Children with a pure growth of bacteria in the urine, but with bacterial numbers below the cut-off levels that are normally used, for whom other clinical criteria from the urine test support a diagnosis of a UTI should not be excluded from the study but be presented as a separate arm. Circumcision greatly reduces both the risk for recurrent UTI and for preputial contamination, and the results should thus be presented separately for boys who are not circumcised and those who are.

Alternative diagnoses should not be excluded, particularly in febrile infants. A search for respiratory viruses as a possible cause of the increased temperature and leucocyturia should be performed with PCR. Such testing will help to distinguish children with fever and asymptomatic bacteriuria (ABU) from children with a true febrile UTI.

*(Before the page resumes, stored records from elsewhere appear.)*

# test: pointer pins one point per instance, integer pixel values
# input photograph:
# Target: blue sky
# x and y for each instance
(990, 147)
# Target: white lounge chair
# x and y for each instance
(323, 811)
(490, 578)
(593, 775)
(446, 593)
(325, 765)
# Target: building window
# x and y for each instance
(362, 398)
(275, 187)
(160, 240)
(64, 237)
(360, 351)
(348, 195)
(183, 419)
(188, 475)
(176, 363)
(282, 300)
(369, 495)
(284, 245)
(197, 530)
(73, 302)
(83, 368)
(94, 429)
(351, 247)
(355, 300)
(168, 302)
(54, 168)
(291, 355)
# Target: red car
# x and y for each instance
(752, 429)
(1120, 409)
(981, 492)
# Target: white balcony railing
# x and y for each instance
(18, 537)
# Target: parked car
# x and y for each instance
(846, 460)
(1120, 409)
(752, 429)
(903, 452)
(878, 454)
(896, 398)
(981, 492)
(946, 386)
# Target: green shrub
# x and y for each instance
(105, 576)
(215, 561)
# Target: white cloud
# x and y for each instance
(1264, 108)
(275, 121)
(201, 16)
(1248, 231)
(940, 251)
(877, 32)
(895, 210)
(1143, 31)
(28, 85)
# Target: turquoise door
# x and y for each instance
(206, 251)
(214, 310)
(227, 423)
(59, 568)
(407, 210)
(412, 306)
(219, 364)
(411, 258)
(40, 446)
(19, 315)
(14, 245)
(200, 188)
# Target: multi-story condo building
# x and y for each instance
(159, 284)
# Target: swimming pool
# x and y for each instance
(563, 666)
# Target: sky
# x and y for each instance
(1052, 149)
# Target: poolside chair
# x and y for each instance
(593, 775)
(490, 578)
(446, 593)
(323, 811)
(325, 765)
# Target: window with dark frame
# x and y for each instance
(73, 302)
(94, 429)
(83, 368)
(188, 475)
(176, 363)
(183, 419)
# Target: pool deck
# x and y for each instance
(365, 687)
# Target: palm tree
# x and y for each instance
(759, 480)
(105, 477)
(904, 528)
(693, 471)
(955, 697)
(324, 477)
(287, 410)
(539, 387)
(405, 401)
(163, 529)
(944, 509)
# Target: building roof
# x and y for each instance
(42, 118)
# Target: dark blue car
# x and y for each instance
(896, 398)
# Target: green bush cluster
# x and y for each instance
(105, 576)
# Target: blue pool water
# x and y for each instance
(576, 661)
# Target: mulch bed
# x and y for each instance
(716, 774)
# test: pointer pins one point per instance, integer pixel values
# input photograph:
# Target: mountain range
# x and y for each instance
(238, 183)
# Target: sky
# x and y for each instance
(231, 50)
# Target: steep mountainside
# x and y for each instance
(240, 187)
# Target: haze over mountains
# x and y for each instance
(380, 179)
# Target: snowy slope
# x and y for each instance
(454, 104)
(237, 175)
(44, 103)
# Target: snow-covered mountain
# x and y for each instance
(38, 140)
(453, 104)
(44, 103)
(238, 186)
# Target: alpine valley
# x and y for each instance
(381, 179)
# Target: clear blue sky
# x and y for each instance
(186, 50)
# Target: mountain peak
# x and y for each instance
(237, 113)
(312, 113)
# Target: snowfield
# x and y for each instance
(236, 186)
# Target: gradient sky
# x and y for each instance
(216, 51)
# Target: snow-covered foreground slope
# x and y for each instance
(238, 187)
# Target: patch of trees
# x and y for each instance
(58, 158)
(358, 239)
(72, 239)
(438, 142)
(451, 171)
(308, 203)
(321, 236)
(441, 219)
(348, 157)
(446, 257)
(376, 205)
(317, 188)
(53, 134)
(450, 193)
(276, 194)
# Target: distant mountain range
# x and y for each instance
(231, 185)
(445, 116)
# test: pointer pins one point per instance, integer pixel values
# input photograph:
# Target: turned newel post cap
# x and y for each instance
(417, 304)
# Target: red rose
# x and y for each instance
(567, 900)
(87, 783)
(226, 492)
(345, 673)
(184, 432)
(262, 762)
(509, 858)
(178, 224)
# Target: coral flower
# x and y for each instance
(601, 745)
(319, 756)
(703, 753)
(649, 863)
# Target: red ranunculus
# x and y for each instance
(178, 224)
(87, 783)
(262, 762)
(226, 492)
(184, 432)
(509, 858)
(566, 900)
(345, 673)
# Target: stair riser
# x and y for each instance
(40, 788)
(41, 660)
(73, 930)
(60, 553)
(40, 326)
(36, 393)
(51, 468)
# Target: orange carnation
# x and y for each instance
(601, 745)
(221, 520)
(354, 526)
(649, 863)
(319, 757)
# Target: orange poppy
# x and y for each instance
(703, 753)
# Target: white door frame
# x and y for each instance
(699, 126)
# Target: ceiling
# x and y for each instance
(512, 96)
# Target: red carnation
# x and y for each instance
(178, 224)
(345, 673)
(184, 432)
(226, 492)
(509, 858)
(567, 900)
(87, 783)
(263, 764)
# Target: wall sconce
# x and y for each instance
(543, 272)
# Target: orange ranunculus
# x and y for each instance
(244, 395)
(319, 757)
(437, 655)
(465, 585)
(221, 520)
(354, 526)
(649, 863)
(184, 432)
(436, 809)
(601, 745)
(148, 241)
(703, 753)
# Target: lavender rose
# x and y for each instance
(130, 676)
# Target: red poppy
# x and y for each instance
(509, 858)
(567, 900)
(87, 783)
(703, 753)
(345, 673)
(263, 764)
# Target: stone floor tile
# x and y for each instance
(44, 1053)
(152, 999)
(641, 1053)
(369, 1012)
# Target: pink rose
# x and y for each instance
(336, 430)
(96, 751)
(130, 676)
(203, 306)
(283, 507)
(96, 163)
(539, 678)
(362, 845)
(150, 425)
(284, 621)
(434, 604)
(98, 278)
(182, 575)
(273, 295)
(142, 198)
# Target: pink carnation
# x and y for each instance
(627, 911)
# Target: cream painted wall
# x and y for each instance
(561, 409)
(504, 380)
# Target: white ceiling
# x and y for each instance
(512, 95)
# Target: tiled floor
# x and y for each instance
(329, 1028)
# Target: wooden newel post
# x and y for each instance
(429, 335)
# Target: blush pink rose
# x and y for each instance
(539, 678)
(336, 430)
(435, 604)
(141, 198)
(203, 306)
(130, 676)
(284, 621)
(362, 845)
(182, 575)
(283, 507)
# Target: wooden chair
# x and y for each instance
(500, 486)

In clinical practice and in clinical studies, there will always be a number of children for whom it is not possible to obtain optimal urine cultures or to perform all relevant additional diagnostic tests. Analysing the data separately for children with and without optimal diagnostic studies can be one way to further our understanding of these issues.

In summary, there are several reasons why scientific and clinical knowledge on infantile febrile UTI is still so confusing. These include both false negative and positive diagnoses due to contamination of the specimen, other febrile infections in children with pre-existing asymptomatic bacteriuria and problems arising from which bacterial number constitutes a “true” UTI. Further studies to clarify the treatment management of children with a UTI will need to take the issues discussed above into consideration.